The team mined a dataset of one million tweets, searching for keywords like whore, slut and rape. The over million tweets were filtered down to 5000 and categorised as misogynistic, or not based on context and intent.
These were inputted into the machine learning classifier, which used these labelled samples to build its classification model.
“We developed a text mining system where the algorithm learns the language as it goes, first by developing a base-level understanding then augmenting that knowledge with both tweet-specific and abusive language,” Associate Professor Richi Nayak said.
Researchers used a deep learning algorithm that understood the terminologies and changed its model as it learnt.

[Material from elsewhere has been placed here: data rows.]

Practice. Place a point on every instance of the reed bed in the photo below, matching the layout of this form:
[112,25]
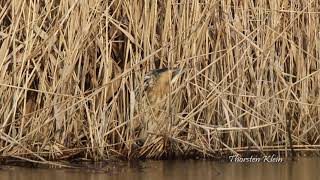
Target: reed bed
[71,72]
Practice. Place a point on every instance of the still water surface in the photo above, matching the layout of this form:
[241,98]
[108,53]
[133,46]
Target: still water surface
[303,169]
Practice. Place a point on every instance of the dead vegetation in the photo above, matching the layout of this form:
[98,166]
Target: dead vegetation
[69,71]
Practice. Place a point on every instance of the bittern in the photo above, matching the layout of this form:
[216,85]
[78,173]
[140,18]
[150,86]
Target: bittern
[157,85]
[157,82]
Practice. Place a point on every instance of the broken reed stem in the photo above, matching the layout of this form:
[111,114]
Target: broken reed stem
[68,71]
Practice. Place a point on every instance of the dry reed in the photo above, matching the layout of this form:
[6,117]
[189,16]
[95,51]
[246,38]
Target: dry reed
[69,71]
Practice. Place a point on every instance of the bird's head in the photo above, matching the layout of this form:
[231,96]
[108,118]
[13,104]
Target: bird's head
[157,82]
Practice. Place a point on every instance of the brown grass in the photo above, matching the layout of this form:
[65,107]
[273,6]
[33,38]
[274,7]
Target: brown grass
[69,71]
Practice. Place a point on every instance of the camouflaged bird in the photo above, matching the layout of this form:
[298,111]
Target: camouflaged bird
[157,85]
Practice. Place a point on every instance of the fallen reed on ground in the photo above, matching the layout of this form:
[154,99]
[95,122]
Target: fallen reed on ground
[70,73]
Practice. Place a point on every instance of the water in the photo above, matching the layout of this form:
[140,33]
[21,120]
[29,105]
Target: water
[304,168]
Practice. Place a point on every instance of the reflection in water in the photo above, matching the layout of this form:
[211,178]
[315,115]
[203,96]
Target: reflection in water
[305,168]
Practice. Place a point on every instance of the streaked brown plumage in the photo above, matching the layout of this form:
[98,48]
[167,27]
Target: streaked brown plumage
[156,87]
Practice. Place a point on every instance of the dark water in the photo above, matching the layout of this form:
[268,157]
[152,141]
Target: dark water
[304,168]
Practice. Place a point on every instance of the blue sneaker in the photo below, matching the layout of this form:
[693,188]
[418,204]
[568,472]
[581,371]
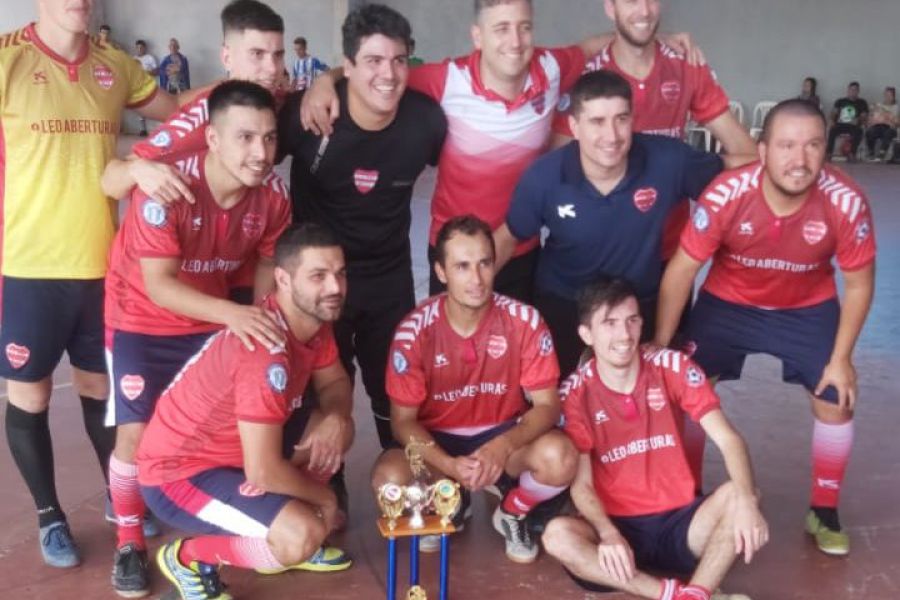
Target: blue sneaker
[192,582]
[151,523]
[58,547]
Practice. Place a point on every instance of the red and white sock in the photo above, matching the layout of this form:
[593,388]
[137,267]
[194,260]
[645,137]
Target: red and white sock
[528,494]
[243,552]
[830,455]
[692,592]
[128,504]
[670,587]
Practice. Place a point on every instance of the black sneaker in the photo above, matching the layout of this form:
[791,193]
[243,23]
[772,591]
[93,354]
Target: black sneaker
[130,577]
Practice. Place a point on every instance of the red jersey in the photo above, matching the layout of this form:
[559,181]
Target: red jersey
[185,131]
[469,384]
[491,141]
[766,261]
[637,456]
[211,242]
[661,104]
[195,425]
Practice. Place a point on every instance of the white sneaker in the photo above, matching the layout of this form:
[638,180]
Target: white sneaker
[520,547]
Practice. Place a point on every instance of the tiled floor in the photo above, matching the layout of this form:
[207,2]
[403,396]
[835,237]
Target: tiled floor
[773,417]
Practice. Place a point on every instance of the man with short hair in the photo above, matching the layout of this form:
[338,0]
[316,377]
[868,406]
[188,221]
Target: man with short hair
[149,64]
[306,67]
[167,287]
[211,463]
[848,118]
[666,89]
[174,70]
[772,229]
[359,182]
[633,490]
[61,99]
[461,366]
[605,199]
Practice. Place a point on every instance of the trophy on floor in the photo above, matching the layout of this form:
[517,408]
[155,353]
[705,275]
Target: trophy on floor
[430,509]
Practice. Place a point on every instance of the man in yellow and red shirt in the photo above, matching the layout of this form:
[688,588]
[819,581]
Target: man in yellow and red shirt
[61,97]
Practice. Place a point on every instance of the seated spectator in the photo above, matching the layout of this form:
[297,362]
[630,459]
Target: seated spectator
[848,117]
[883,124]
[809,93]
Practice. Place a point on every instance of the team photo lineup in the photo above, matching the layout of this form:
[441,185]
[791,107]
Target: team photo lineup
[592,277]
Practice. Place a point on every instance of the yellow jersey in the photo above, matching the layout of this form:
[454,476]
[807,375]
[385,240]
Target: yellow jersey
[58,126]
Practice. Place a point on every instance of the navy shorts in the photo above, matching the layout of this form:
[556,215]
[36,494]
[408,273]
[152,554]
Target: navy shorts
[463,445]
[42,318]
[659,542]
[802,338]
[214,502]
[141,367]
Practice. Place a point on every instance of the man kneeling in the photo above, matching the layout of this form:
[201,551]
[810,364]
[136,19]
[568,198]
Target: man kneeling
[633,488]
[459,364]
[211,463]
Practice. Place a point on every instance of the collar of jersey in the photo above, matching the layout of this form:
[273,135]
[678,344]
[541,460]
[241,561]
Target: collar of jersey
[536,84]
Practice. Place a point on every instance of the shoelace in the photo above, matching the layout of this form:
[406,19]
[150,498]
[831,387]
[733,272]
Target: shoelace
[209,577]
[58,538]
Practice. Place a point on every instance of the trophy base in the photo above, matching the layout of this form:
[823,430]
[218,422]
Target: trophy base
[432,527]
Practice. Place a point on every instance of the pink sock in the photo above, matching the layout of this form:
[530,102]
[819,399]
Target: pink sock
[528,494]
[128,504]
[694,440]
[243,552]
[831,453]
[692,592]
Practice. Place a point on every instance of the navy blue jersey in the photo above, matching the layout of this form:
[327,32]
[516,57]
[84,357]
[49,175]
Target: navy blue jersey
[619,234]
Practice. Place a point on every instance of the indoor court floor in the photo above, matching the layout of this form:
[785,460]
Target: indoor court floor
[773,417]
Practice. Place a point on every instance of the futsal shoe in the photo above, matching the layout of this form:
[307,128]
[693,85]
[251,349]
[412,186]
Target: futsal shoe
[432,543]
[196,581]
[823,525]
[57,546]
[326,559]
[130,577]
[520,547]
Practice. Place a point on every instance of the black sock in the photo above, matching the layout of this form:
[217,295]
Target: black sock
[28,435]
[103,438]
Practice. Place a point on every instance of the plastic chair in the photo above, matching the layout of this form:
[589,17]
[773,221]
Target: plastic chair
[759,116]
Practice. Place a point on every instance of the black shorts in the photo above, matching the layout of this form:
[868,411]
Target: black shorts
[659,542]
[42,318]
[802,338]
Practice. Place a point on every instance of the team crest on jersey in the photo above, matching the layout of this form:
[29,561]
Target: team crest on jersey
[131,386]
[539,104]
[656,400]
[401,365]
[863,230]
[670,91]
[248,490]
[497,346]
[17,355]
[277,376]
[154,213]
[814,232]
[694,376]
[644,199]
[104,77]
[252,225]
[365,180]
[546,344]
[701,219]
[163,139]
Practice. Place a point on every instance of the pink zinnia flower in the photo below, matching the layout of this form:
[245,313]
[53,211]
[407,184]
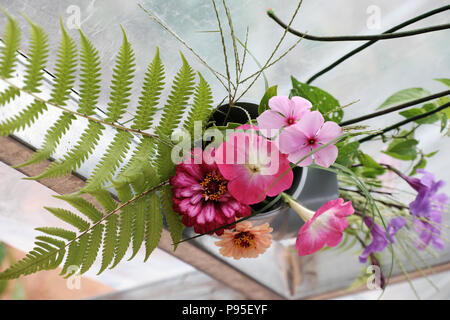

While the system started with a base dictionary and built its vocabulary, context and intent had to be carefully monitored to ensure that the algorithm could differentiate between abuse, sarcasm and friendly use of aggressive terminologies.
“The key challenge in misogynistic tweet detection is understanding the context of a tweet due to its complex and noisy nature,” Nayak said.
Teaching an algorithm to understand natural language was a hefty task as the language changes and evolves constantly, and much of meaning depends on context and tone.
When the algorithm identified ‘go back to the kitchen’ as misogynistic, the team was happy to see that context learning worked.
Currently, the responsibility is on the user to report abuse, but Professor Nayak and the team hope their research could translate into a platform-level policy that would see Twitter remove any tweets identified by the algorithm as misogynistic.
Researchers said that their model identifies misogynistic content with 75% accuracy, and that it could be used in other contexts like racism, homophobia, or abuse towards people with disabilities.